Re: what is sitting on USB device?
On Tue, Oct 23, 2018 at 11:13 AM <tomas@tuxteam.de> wrote:
>
> On Tue, Oct 23, 2018 at 11:03:05AM -0500, Mark Copper wrote:
> > Trying to connect to a device, I get this error message:
>
> What are you trying to do while this error show up? How does it
> show up (e.g. desktop pop up, some log file...)?
>
> > *** Error ***
> > An error occurred in the io-library ('Could not claim the USB
> > device'): Could not claim interface 0 (Device or resource busy). Make
> > sure no other program (gvfs-gphoto2-volume-monitor) or kernel module
> > (such as sdc2xx, stv680, spca50x) is using the device and you have
> > read/write access to the device.
> > *** Error (-53: 'Could not claim the USB device') ***
>
> Things to try:
>
> - Issue (on a terminal, as root or sudo) "dmesg | tail", a short while
> after having inserted the USB device.
> - If the USB device poses as a storage device, issue "mount", to check
> whether something on your box (your DE, perhaps) has mounted the
> file system.
> - Look in /var/log/messages and/or /var/log/syslog (or however these
> things are called, should your init system be systemd: I'm not
> qualified for that, others will chime in, I guess).
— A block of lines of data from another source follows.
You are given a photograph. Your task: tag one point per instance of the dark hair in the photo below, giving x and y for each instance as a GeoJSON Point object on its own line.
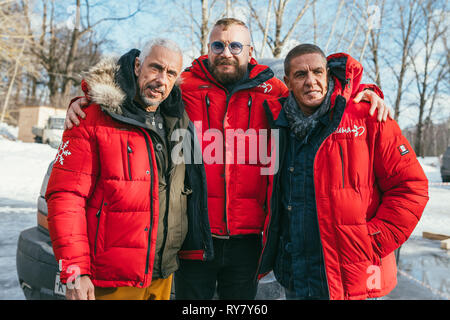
{"type": "Point", "coordinates": [226, 22]}
{"type": "Point", "coordinates": [300, 50]}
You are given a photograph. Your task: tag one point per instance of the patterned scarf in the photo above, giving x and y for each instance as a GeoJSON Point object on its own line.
{"type": "Point", "coordinates": [301, 124]}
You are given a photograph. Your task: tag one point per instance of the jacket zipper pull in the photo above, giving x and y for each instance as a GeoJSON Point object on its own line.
{"type": "Point", "coordinates": [249, 104]}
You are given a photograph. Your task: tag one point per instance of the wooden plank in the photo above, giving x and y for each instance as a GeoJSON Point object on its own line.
{"type": "Point", "coordinates": [434, 236]}
{"type": "Point", "coordinates": [445, 244]}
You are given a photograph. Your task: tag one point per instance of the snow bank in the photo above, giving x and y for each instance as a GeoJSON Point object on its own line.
{"type": "Point", "coordinates": [8, 132]}
{"type": "Point", "coordinates": [22, 169]}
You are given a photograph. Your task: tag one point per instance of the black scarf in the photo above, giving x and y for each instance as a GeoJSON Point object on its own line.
{"type": "Point", "coordinates": [298, 122]}
{"type": "Point", "coordinates": [125, 77]}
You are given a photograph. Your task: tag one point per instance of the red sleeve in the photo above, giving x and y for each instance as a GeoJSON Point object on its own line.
{"type": "Point", "coordinates": [372, 87]}
{"type": "Point", "coordinates": [71, 183]}
{"type": "Point", "coordinates": [404, 189]}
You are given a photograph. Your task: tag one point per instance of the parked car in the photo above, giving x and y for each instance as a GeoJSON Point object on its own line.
{"type": "Point", "coordinates": [445, 165]}
{"type": "Point", "coordinates": [38, 271]}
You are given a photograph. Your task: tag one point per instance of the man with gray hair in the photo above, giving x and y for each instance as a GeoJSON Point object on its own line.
{"type": "Point", "coordinates": [119, 210]}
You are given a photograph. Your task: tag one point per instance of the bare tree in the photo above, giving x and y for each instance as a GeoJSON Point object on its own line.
{"type": "Point", "coordinates": [427, 60]}
{"type": "Point", "coordinates": [14, 44]}
{"type": "Point", "coordinates": [408, 16]}
{"type": "Point", "coordinates": [209, 11]}
{"type": "Point", "coordinates": [277, 41]}
{"type": "Point", "coordinates": [60, 48]}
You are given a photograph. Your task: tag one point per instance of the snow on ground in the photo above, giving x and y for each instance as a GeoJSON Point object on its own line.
{"type": "Point", "coordinates": [436, 216]}
{"type": "Point", "coordinates": [22, 169]}
{"type": "Point", "coordinates": [23, 166]}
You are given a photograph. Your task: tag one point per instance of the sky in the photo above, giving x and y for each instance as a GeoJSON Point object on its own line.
{"type": "Point", "coordinates": [171, 19]}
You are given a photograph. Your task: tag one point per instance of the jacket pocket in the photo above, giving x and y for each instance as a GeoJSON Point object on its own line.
{"type": "Point", "coordinates": [184, 218]}
{"type": "Point", "coordinates": [375, 250]}
{"type": "Point", "coordinates": [341, 152]}
{"type": "Point", "coordinates": [129, 152]}
{"type": "Point", "coordinates": [98, 215]}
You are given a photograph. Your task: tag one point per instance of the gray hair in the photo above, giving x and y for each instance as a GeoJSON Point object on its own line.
{"type": "Point", "coordinates": [161, 42]}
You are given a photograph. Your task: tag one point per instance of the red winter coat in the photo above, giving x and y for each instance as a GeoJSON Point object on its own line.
{"type": "Point", "coordinates": [370, 192]}
{"type": "Point", "coordinates": [237, 192]}
{"type": "Point", "coordinates": [103, 202]}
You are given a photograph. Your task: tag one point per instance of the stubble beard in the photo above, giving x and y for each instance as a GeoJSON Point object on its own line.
{"type": "Point", "coordinates": [227, 78]}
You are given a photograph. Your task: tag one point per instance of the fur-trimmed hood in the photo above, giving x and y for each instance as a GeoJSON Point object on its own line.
{"type": "Point", "coordinates": [102, 87]}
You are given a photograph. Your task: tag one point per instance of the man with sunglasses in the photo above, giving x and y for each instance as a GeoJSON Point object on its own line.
{"type": "Point", "coordinates": [223, 92]}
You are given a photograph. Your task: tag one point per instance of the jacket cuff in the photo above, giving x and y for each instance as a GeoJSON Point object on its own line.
{"type": "Point", "coordinates": [373, 88]}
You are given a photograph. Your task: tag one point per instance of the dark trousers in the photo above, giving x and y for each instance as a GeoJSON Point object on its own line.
{"type": "Point", "coordinates": [232, 272]}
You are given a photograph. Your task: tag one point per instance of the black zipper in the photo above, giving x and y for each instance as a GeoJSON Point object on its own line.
{"type": "Point", "coordinates": [342, 162]}
{"type": "Point", "coordinates": [129, 151]}
{"type": "Point", "coordinates": [98, 224]}
{"type": "Point", "coordinates": [207, 109]}
{"type": "Point", "coordinates": [151, 198]}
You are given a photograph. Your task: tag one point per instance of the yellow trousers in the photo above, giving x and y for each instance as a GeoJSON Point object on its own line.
{"type": "Point", "coordinates": [159, 289]}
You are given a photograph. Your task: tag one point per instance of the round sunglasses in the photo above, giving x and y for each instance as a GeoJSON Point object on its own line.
{"type": "Point", "coordinates": [235, 47]}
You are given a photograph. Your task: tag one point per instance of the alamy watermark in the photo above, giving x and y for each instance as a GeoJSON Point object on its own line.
{"type": "Point", "coordinates": [233, 146]}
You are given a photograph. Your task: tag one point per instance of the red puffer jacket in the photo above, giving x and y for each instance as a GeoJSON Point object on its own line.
{"type": "Point", "coordinates": [370, 192]}
{"type": "Point", "coordinates": [237, 190]}
{"type": "Point", "coordinates": [102, 201]}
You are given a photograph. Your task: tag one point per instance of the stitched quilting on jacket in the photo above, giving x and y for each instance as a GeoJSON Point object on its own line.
{"type": "Point", "coordinates": [237, 191]}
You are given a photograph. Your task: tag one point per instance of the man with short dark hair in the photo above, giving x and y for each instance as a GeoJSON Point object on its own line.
{"type": "Point", "coordinates": [349, 190]}
{"type": "Point", "coordinates": [118, 209]}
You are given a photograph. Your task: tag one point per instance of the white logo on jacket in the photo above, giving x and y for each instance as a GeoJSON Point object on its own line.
{"type": "Point", "coordinates": [358, 131]}
{"type": "Point", "coordinates": [266, 86]}
{"type": "Point", "coordinates": [62, 152]}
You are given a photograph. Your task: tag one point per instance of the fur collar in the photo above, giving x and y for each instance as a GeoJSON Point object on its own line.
{"type": "Point", "coordinates": [103, 88]}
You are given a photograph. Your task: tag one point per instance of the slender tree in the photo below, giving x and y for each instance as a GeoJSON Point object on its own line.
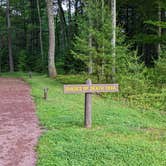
{"type": "Point", "coordinates": [113, 10]}
{"type": "Point", "coordinates": [40, 27]}
{"type": "Point", "coordinates": [159, 28]}
{"type": "Point", "coordinates": [51, 52]}
{"type": "Point", "coordinates": [11, 64]}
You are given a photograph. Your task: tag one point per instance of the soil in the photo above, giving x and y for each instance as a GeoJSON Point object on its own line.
{"type": "Point", "coordinates": [19, 127]}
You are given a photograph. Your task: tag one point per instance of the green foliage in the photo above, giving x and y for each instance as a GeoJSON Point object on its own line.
{"type": "Point", "coordinates": [22, 60]}
{"type": "Point", "coordinates": [94, 26]}
{"type": "Point", "coordinates": [160, 69]}
{"type": "Point", "coordinates": [120, 135]}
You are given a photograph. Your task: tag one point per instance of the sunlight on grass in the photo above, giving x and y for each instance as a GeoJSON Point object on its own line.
{"type": "Point", "coordinates": [120, 136]}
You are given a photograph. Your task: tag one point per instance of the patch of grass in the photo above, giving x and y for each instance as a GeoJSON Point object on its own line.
{"type": "Point", "coordinates": [120, 136]}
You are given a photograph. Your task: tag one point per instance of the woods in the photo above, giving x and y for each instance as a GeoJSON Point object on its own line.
{"type": "Point", "coordinates": [25, 31]}
{"type": "Point", "coordinates": [117, 46]}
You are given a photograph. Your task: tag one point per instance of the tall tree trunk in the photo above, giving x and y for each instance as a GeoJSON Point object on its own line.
{"type": "Point", "coordinates": [103, 49]}
{"type": "Point", "coordinates": [63, 25]}
{"type": "Point", "coordinates": [159, 28]}
{"type": "Point", "coordinates": [11, 65]}
{"type": "Point", "coordinates": [51, 53]}
{"type": "Point", "coordinates": [113, 10]}
{"type": "Point", "coordinates": [40, 27]}
{"type": "Point", "coordinates": [90, 68]}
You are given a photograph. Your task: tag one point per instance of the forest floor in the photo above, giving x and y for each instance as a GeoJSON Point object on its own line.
{"type": "Point", "coordinates": [19, 128]}
{"type": "Point", "coordinates": [120, 135]}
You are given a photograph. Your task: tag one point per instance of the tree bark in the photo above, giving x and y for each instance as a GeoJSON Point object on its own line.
{"type": "Point", "coordinates": [40, 28]}
{"type": "Point", "coordinates": [90, 68]}
{"type": "Point", "coordinates": [159, 29]}
{"type": "Point", "coordinates": [51, 52]}
{"type": "Point", "coordinates": [113, 10]}
{"type": "Point", "coordinates": [11, 64]}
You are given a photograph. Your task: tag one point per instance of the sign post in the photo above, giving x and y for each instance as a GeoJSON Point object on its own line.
{"type": "Point", "coordinates": [88, 89]}
{"type": "Point", "coordinates": [88, 107]}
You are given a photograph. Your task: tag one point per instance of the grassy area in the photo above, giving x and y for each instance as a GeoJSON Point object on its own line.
{"type": "Point", "coordinates": [120, 136]}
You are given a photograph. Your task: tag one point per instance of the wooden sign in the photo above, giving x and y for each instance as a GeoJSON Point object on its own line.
{"type": "Point", "coordinates": [88, 89]}
{"type": "Point", "coordinates": [91, 88]}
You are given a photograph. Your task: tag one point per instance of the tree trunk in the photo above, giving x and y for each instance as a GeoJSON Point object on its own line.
{"type": "Point", "coordinates": [103, 49]}
{"type": "Point", "coordinates": [113, 10]}
{"type": "Point", "coordinates": [51, 52]}
{"type": "Point", "coordinates": [11, 65]}
{"type": "Point", "coordinates": [90, 68]}
{"type": "Point", "coordinates": [40, 27]}
{"type": "Point", "coordinates": [159, 29]}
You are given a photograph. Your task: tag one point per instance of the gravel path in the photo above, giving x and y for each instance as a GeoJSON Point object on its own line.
{"type": "Point", "coordinates": [19, 128]}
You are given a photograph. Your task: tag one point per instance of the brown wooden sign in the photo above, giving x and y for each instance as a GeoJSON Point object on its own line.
{"type": "Point", "coordinates": [88, 89]}
{"type": "Point", "coordinates": [91, 88]}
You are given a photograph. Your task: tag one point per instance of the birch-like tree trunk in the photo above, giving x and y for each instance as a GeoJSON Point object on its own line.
{"type": "Point", "coordinates": [11, 64]}
{"type": "Point", "coordinates": [51, 52]}
{"type": "Point", "coordinates": [159, 28]}
{"type": "Point", "coordinates": [113, 11]}
{"type": "Point", "coordinates": [40, 28]}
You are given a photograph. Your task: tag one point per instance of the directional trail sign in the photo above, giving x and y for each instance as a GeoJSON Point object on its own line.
{"type": "Point", "coordinates": [91, 88]}
{"type": "Point", "coordinates": [88, 89]}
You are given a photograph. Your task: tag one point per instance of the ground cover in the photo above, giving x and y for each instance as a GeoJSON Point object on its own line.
{"type": "Point", "coordinates": [120, 136]}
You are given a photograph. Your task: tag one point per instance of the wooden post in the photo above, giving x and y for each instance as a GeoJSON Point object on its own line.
{"type": "Point", "coordinates": [45, 93]}
{"type": "Point", "coordinates": [88, 107]}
> Note that USB devices can pose as different things "at the same
> time".
>
> HTH
> -- tomás
The error is generated in response to this command:
$gphoto2 --summary
The camera is recognized properly in dmesg. But it might be relevant
that the Chrome OS sees it as a storage device, and it's important not
to treat the camera as a storage device if one wants to use the
computer to control the camera. However, I cannot see that the device
is actually mounted. (the output of "mount" has become so complicated
these days...)
I don't see either messages or syslog under the chroot.